The first to be released will be those recently shipped to other counties.
YOUNGSTOWN -- Mahoning County's common pleas court judges have approved an emergency policy to allow Sheriff Randall Wellington to start releasing inmates from the county jail.
A judgment entry signed Wednesday by the trial division judges -- R. Scott Krichbaum, Maureen A. Cronin, Jack M. Durkin, James C. Evans and Maureen A. Sweeney -- said the release policy is to take place immediately "to resolve the lack of staffing due to inadequate funding at the Mahoning County Jail."
The early-release plan would have been discussed when the judges had their monthly meeting Monday, but the urgency of the situation prompted them to act immediately.
Wellington said he will immediately start releasing prisoners in accordance with a 13-step ascending range used to release prisoners in 1999 from the jail on Fifth Avenue and in the early 1990s from the old county jail on West Boardman Street.
The sheriff said he will follow the 13 stages until he reaches his goal of having about 140 prisoners at the lockup.

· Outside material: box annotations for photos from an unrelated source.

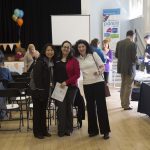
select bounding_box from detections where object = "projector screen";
[51,15,90,45]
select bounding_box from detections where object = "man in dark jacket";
[115,30,137,110]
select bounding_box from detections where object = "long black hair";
[74,39,93,57]
[58,40,73,61]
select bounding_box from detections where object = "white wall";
[81,0,130,40]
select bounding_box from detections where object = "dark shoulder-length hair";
[90,38,99,47]
[74,39,93,57]
[59,40,74,61]
[40,43,56,60]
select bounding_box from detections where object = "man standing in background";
[24,44,40,72]
[115,30,137,110]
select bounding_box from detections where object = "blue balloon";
[19,10,24,18]
[14,9,20,17]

The sheriff said he expects to release most -- if not all -- of the roughly 162 inmates shipped out in the past week or so to be housed in other counties' jails. He said his department will provide the inmates transportation back to Youngstown.
Major savings
The savings to the county is likely to be about $10,000 a day, figuring the average cost of incarceration elsewhere is $62 per inmate per day.
The sheriff said some inmates housed in the jail may still be sent to stay in other counties' jails if they don't meet the release criteria and if keeping them here means the jail is too full for the number of guards it has left.

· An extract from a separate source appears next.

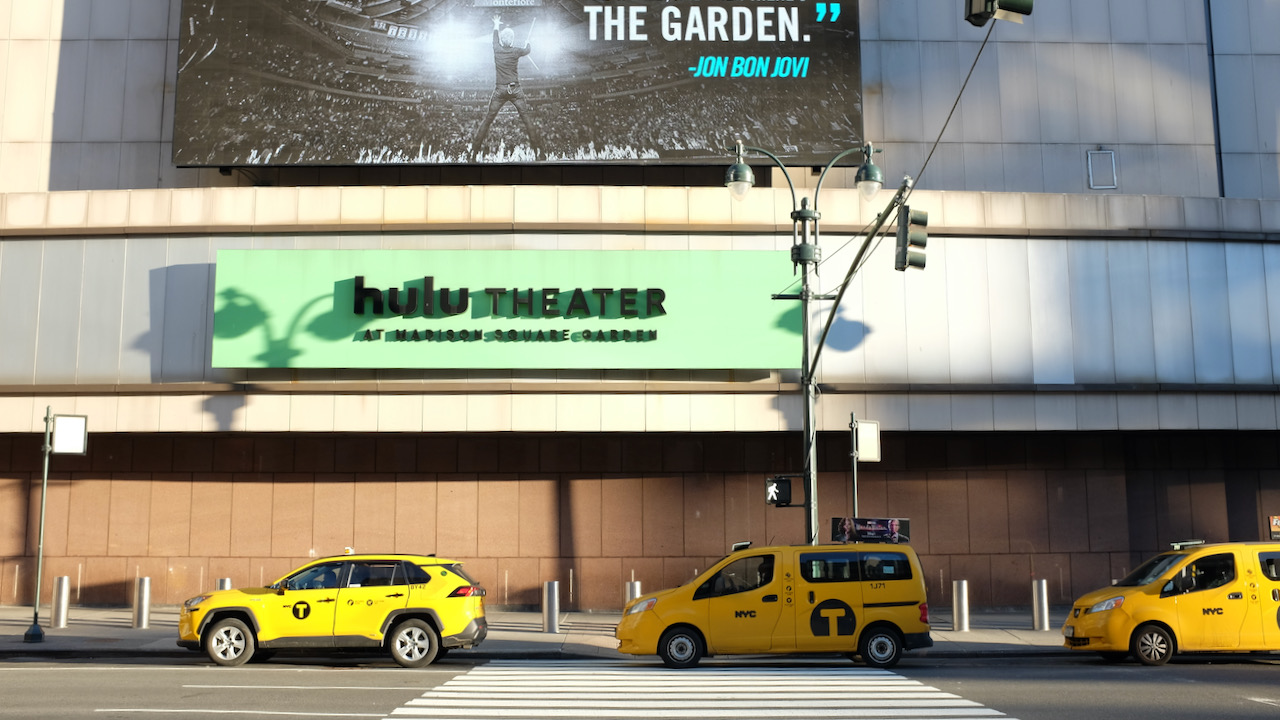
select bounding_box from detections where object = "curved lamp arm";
[813,143,872,213]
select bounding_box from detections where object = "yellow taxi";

The sheriff has laid off 50 deputies and expects to lay off another 62 on April 10.
The transfer of prisoners to other jails prompted the commissioners to ask the judges Monday to sign off on a prisoner-release policy to stop Mahoning from incurring the cost of housing prisoners in other jails that would exceed the amount of money allocated to the sheriff's current $7.5 million budget.
Under the release policy, the first inmates to be let go are those confined in jail on bond on nonviolent misdemeanors awaiting arraignment and held subject to court order or warrant. They would be issued a summons to appear in court at that court's next regular session.

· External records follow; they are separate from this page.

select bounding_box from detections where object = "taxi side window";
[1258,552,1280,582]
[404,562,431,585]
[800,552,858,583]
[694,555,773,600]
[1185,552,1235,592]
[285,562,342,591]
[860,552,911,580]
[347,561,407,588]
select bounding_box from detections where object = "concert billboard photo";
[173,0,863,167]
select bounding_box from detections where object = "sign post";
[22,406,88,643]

Next to be released would be any inmate determined not to be indigent and serving time in lieu of payment of fines and costs who has completed serving the initial sentence.
The third release mechanism would be inmates confined for conviction of nonviolent misdemeanor offenses who have served 70 percent of their sentence.
The release criteria extends to all inmates confined for violent misdemeanors. They will be put on a waiting list and recalled to jail once there is room for them.
Inmates who are in jail for violent crimes or who are awaiting to be taken to prison will not be released.